The Pervert's Guide to Cinema
It is Vancouver International Film Festival again. Let the marathon begin.
It seems that Slavoj Žižek is becoming not just a philosopher who talks about films but also a philosopher who talks about philosophy on films. It makes sense since his philosophy owes Hitchcock as much as Kant and Hegel. One may think film is perhaps the least suitable medium for even the simplest philosophical discourse, much less one as complicated as Žižek’s. After years of studying and using his theories in my own works, I can say that film is no less a suitable medium than the written words. Žižek’s writings suffer from radical jumps. While I would argue that this stylist “fault” is not only an expression of a restless mind but an embodiment of his philosophy itself, it nonetheless make it difficult for one who is used to more linear logical arguments. The Pervert’s Guide to Cinema may very well be the beginning of a new of philosophical discourse.

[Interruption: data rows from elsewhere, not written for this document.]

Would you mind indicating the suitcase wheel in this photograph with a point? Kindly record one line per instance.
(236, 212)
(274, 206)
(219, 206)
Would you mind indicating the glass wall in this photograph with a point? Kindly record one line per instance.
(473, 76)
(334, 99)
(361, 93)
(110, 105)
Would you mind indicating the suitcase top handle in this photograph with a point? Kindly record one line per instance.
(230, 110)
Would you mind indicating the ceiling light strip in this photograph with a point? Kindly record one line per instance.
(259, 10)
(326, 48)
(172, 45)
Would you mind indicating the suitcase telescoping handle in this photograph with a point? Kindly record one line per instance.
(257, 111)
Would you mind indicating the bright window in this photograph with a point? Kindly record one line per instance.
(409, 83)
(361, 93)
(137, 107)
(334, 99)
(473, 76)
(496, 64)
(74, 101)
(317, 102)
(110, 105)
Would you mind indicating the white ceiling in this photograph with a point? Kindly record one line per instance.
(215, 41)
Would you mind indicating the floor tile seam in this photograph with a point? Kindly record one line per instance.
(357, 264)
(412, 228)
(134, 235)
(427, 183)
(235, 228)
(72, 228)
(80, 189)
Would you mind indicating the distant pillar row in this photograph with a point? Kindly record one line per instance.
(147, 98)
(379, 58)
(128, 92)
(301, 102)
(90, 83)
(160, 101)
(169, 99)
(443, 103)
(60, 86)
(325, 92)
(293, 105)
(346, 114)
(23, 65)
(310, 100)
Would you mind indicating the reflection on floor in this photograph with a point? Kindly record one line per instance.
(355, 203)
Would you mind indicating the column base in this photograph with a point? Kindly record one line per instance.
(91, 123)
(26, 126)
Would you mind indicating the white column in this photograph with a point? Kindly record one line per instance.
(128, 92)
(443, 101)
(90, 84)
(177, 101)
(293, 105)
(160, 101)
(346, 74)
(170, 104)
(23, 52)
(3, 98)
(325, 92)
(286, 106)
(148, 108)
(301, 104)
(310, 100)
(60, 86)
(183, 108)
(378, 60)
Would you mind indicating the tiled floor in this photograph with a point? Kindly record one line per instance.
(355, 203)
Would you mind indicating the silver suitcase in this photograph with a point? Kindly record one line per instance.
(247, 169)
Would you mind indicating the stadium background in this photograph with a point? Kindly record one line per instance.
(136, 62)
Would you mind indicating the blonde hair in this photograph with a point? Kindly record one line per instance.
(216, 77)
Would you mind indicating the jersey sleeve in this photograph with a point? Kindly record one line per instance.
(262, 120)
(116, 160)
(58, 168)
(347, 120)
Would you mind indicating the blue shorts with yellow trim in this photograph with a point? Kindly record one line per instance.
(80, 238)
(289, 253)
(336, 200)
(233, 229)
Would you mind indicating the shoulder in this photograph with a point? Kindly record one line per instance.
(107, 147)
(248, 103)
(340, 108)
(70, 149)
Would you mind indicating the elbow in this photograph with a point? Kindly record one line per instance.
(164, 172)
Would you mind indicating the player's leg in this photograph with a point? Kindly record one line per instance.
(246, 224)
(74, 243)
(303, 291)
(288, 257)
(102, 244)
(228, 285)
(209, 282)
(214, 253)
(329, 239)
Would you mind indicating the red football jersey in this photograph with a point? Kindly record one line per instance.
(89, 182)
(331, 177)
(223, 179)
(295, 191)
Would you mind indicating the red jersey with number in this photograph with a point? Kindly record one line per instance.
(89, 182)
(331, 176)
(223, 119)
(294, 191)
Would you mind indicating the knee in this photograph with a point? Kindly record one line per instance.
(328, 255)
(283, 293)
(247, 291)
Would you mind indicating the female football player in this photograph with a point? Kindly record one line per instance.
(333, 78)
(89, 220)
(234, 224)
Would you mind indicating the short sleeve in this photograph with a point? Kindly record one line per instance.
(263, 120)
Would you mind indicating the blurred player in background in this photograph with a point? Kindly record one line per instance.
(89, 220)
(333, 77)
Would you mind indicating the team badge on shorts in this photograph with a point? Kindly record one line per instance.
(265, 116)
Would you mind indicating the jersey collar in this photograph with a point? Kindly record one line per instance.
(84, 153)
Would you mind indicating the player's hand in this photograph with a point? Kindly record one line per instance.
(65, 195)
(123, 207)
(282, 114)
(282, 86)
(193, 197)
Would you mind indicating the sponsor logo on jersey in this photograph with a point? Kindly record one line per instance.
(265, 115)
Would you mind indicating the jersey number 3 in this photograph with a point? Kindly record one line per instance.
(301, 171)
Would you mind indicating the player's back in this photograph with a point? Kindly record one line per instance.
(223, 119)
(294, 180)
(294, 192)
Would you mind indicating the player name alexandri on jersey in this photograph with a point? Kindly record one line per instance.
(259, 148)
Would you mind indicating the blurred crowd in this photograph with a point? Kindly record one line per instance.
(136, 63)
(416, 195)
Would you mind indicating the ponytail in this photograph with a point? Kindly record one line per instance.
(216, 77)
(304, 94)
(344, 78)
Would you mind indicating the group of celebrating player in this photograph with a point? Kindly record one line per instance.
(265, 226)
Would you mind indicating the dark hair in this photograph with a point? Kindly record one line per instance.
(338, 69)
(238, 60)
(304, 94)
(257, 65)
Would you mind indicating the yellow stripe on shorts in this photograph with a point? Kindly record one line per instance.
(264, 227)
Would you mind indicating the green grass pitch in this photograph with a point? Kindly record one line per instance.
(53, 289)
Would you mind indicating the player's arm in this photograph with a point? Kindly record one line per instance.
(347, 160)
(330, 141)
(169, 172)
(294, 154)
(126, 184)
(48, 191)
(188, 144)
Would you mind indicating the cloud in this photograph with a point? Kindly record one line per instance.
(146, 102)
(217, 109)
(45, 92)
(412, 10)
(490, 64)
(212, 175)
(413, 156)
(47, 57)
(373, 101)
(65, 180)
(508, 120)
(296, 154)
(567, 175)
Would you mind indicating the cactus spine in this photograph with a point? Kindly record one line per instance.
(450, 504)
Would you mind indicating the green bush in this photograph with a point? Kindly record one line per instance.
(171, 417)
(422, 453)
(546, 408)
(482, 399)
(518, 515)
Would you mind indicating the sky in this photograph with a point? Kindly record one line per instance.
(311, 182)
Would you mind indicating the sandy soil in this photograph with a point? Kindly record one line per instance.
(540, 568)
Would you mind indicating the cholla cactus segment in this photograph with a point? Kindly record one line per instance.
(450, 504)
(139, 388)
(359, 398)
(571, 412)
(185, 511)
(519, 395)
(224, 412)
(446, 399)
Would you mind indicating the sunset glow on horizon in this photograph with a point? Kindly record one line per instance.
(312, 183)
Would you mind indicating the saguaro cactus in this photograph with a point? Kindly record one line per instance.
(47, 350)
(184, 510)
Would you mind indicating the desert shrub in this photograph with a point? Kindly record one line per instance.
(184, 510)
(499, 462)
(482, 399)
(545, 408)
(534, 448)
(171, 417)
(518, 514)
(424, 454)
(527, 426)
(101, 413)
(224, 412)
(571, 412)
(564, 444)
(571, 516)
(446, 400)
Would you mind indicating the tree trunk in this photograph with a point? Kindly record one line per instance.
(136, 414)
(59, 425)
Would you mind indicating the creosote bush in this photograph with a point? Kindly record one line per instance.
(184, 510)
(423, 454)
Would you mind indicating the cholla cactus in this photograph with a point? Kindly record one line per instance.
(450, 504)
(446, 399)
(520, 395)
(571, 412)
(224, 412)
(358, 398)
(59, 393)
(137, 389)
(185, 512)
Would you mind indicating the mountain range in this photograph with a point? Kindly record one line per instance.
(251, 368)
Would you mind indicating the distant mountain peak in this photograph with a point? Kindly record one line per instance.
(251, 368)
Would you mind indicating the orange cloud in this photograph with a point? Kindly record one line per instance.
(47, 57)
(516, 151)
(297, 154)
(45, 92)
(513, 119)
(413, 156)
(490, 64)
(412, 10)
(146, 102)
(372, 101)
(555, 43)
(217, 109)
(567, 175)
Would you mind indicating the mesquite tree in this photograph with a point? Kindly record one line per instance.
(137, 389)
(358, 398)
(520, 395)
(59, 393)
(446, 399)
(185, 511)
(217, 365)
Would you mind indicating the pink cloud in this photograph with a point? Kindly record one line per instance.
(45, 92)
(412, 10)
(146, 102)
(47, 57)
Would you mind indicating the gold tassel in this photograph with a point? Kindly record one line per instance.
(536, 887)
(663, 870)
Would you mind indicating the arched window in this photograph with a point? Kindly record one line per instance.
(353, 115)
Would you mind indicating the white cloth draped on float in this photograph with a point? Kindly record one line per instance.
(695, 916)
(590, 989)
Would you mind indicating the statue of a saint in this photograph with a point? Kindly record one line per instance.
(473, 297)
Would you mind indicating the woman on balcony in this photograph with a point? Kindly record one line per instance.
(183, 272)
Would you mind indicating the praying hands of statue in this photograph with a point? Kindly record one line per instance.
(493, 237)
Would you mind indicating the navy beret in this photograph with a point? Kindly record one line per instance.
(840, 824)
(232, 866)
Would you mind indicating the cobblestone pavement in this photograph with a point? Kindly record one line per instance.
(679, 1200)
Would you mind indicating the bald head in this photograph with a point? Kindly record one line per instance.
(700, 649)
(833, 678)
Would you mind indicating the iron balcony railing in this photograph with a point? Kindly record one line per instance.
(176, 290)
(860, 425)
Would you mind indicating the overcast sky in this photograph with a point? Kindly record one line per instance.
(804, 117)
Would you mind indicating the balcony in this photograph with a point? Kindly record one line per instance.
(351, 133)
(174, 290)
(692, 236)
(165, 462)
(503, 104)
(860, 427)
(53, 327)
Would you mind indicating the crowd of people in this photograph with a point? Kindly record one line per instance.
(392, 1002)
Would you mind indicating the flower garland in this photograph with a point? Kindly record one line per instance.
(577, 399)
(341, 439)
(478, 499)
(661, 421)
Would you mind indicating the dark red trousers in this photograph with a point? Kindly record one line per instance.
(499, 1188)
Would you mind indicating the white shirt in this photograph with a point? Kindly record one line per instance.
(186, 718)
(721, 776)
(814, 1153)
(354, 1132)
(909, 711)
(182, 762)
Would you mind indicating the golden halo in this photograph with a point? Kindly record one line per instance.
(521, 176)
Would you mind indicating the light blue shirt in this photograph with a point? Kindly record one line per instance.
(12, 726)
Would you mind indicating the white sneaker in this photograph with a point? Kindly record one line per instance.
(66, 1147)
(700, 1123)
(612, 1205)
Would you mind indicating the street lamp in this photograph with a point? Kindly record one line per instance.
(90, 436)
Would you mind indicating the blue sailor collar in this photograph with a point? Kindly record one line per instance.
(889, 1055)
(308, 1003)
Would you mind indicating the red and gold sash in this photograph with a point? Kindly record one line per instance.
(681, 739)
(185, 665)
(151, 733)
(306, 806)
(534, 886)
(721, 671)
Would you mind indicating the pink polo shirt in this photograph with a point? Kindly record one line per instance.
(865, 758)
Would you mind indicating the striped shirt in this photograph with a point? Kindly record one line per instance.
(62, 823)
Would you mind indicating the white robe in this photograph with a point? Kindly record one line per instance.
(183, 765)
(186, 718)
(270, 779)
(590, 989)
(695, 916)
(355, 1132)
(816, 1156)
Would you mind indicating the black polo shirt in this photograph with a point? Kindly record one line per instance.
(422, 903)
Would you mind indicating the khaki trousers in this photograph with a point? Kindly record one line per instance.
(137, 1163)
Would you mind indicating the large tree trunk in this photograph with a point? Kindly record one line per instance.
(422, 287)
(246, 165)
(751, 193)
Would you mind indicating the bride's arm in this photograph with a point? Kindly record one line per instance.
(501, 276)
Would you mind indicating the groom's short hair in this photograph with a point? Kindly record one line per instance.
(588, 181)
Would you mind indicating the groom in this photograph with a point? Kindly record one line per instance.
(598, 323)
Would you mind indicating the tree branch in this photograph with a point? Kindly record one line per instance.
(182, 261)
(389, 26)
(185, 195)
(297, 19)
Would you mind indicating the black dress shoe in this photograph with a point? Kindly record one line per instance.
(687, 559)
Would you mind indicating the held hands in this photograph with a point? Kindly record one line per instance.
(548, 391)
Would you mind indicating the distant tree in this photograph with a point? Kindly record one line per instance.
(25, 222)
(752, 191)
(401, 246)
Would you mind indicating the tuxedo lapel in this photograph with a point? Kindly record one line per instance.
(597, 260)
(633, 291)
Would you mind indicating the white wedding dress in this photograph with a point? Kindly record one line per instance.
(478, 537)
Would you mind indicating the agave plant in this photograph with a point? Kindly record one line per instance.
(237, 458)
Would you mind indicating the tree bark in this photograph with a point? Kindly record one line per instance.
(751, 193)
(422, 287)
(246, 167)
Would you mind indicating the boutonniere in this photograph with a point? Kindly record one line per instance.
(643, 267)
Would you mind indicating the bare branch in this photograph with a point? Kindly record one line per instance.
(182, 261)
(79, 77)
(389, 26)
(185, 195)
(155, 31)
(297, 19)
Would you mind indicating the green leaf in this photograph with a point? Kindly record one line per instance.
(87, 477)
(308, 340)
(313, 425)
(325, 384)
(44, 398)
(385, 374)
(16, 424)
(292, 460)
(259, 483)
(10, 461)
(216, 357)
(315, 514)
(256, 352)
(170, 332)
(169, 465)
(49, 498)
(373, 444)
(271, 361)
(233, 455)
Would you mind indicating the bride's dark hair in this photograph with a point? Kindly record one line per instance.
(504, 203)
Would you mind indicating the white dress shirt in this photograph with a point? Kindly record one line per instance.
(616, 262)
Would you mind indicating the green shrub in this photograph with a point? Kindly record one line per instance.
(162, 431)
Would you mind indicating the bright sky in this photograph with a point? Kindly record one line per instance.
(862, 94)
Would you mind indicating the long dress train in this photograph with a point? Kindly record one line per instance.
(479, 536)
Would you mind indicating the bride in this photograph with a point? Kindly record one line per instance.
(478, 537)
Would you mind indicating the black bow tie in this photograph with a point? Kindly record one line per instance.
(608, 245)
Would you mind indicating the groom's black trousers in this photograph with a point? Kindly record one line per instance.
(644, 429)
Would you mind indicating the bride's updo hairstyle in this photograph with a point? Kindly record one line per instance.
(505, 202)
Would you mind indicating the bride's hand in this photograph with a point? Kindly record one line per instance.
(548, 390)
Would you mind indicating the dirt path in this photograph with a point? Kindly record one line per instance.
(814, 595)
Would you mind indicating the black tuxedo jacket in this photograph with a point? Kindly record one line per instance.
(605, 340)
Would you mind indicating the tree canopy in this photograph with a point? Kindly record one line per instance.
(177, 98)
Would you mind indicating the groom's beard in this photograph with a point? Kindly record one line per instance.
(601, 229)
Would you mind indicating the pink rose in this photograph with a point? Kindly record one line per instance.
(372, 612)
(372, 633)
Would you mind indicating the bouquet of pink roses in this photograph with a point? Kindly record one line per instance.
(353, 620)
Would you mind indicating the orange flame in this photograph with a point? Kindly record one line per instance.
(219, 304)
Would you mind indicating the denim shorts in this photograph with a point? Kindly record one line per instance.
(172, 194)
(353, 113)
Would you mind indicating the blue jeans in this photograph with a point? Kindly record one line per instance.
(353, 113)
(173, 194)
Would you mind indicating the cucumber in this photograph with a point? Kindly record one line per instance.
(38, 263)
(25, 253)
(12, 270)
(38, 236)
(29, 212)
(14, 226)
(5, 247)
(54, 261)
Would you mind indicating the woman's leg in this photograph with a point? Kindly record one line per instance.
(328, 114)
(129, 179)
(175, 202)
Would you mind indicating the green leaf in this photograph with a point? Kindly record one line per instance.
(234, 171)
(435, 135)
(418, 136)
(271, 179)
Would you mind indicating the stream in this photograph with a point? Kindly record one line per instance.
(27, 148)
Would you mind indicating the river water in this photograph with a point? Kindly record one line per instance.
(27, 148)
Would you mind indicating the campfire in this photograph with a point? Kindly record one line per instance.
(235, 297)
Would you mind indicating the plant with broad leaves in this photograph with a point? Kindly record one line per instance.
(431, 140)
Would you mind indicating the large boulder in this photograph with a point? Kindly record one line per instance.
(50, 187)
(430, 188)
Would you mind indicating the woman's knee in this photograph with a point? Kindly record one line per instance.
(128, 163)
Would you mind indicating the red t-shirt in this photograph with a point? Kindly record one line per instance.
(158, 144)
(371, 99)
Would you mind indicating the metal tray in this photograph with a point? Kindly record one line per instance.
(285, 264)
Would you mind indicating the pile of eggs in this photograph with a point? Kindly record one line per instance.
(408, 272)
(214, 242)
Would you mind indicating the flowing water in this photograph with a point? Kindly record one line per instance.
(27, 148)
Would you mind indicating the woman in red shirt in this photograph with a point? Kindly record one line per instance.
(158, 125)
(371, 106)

Last year’s Slavoj Zizek: The Reality of the Virtual did not work quite as well because it was in by and large a lecture-like format. Why make a film if it is nothing more than a lecture? This time, with Sophie Fiennes at the helm, the result is more of a film than a recorded lecture. Žižek is filmed at the locations or the sets of the scenes he is talking about. The footage is then cut with the actual scenes to create an essay like format. The use of this technique is not at all sophisticated so it becomes funny at times. Oddly enough, it makes better immediate sense then the reading of his books. Films seem to be more tolerant of Žižek’s intellectual jumps. When the montages match up with Žižek jumps, what he is saying starts to make sense in a way it does not so easily on paper. What he needs is to work on the film techniques, the montages can certain use some more imaginations in its subject matters as well as cutting techniques. It is good to see ‘the Giant of Lubljana’ is still going strong.